The UK automaker on Wednesday forecast wholesale volumes of about 7,000 units for 2023, slightly below average market expectations of 7,134, but its outlook for an adjusted core profit margin of about 20 percent was ahead of analysts’ average view.
The company sees deliveries taking off in the second half, when revamped models including new iterations of the Vantage, DB11 and DBS sports cars are expected to hit showrooms.
Revenue grew 26 percent to 1.38 billion pounds ($1.67 billion) last year, chiefly because of higher prices, the automaker said on Wednesday. Its core average selling price in 2022 rose 18 percent to 177,000 pounds.

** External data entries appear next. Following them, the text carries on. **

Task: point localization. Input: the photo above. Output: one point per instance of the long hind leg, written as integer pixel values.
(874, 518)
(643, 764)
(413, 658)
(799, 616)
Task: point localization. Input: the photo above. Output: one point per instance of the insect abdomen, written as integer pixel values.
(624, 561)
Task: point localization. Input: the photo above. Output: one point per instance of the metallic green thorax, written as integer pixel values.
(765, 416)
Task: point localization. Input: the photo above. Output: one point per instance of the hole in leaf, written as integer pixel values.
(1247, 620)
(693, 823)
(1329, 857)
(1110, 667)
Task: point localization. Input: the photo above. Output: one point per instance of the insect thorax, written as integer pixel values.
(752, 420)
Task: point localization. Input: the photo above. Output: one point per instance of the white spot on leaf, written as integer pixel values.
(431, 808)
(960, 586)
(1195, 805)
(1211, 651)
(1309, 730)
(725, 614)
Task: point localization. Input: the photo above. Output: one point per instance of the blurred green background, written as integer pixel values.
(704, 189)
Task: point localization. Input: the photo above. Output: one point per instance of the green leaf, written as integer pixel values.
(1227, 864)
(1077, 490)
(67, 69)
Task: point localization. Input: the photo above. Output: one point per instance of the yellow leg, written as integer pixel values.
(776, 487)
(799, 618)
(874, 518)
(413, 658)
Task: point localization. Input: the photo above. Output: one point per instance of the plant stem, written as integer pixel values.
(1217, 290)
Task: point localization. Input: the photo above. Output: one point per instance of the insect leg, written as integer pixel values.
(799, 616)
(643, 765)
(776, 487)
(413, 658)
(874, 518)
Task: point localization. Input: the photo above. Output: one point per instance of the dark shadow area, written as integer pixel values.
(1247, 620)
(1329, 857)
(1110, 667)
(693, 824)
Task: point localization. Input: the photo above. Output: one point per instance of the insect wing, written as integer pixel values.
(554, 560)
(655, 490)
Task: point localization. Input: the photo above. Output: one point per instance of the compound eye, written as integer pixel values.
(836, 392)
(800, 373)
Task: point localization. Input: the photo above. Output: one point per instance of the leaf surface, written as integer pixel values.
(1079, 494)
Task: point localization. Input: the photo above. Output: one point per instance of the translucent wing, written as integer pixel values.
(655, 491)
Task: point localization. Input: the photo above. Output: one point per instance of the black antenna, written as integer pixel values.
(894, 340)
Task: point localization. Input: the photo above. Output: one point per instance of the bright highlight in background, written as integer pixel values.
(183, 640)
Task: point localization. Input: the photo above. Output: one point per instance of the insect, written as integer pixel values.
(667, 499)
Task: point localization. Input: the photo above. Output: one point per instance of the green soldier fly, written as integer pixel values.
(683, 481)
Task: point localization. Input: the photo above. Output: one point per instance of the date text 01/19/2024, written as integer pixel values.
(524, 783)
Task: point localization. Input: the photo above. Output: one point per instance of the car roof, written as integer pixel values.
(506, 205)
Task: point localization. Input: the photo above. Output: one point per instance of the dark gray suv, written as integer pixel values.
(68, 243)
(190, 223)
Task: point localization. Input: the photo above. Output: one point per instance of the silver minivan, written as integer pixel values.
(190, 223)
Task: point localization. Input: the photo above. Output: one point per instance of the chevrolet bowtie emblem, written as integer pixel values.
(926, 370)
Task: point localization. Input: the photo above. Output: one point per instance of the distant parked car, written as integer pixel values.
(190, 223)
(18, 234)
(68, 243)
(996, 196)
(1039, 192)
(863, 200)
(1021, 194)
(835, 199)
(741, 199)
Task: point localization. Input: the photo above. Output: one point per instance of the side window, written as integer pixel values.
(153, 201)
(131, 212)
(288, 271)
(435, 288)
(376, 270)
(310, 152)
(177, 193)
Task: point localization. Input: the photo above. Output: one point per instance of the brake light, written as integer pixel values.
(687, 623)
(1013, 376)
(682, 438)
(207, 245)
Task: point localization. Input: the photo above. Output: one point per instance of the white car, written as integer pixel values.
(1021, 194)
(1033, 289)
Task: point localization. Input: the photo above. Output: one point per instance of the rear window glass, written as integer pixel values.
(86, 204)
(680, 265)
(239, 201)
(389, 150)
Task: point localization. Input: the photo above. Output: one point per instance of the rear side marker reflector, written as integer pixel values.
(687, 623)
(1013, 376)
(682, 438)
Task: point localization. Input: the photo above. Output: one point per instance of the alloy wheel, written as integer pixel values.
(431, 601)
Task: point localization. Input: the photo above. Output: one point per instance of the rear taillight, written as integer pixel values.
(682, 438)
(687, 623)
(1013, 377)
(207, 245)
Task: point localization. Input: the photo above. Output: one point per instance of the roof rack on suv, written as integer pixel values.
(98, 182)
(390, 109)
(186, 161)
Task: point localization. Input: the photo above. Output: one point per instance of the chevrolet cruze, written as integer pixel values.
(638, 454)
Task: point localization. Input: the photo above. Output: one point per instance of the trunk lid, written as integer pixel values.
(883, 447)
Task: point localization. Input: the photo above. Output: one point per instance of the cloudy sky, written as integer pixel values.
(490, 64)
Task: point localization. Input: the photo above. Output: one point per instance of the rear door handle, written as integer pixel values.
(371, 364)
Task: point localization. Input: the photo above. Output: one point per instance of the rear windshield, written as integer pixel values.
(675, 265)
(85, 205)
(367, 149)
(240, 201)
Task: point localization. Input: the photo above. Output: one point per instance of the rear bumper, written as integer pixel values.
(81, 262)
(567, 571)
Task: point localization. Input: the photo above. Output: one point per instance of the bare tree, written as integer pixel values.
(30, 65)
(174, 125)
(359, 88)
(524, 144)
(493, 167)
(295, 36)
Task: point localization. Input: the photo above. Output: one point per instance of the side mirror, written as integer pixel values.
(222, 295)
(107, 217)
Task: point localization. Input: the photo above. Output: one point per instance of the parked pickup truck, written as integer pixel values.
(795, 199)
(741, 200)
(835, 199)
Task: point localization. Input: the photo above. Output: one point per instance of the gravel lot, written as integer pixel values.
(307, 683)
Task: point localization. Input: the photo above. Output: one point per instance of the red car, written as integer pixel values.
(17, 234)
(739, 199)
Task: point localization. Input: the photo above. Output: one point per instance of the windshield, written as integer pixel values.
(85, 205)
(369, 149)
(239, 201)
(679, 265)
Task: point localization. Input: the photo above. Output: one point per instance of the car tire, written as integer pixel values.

The company reported a bigger adjusted operating loss of 118 million pounds for the year ended Dec. 31, compared with a loss of 74.3 million pounds for the same period a year earlier, because of supply chain snarls that delayed deliveries of its cars.
But that loss came in better than analysts’ average expectations of an adjusted operating loss of 135 million pounds for 2022, according to a company-compiled consensus.
The automaker has struggled with supply chain issues and higher costs. Last year, it hired former Ferrari boss Amedeo Felisa as its new CEO in a bid to emulate the Italian automaker’s success.
Aston Martin is seeking to become sustainably free cash flow positive from 2024, helped by a capital raising last year, through which Saudi Arabia’s Public Investment Fund (PIF) became its second-largest shareholder.
Aston’s fourth-quarter results “beat on volumes and revenues,” Bernstein analysts led by Daniel Roeska said in a note. “The company looks more in control of its destiny today than in a long time.”
Analysts have in the past said Aston’s lack of scale and precarious cash balance made the carmaker vulnerable as it struggled to deliver the Valkyrie supercar on time.
On Wednesday, Aston said it expects 2023 to be the final year of significant capital investments on combustion-engine technology as it pivots to battery-powered cars.
Shifting to EVs will require a sound battery strategy, especially given that the UK still lacks the cell-making capability critical to manufacturers buliding electric models in volume.
Britain’s shrinking car manufacturing base — production has slumped to the lowest in 66 years — is cutting against the business case for battery suppliers to set up factories.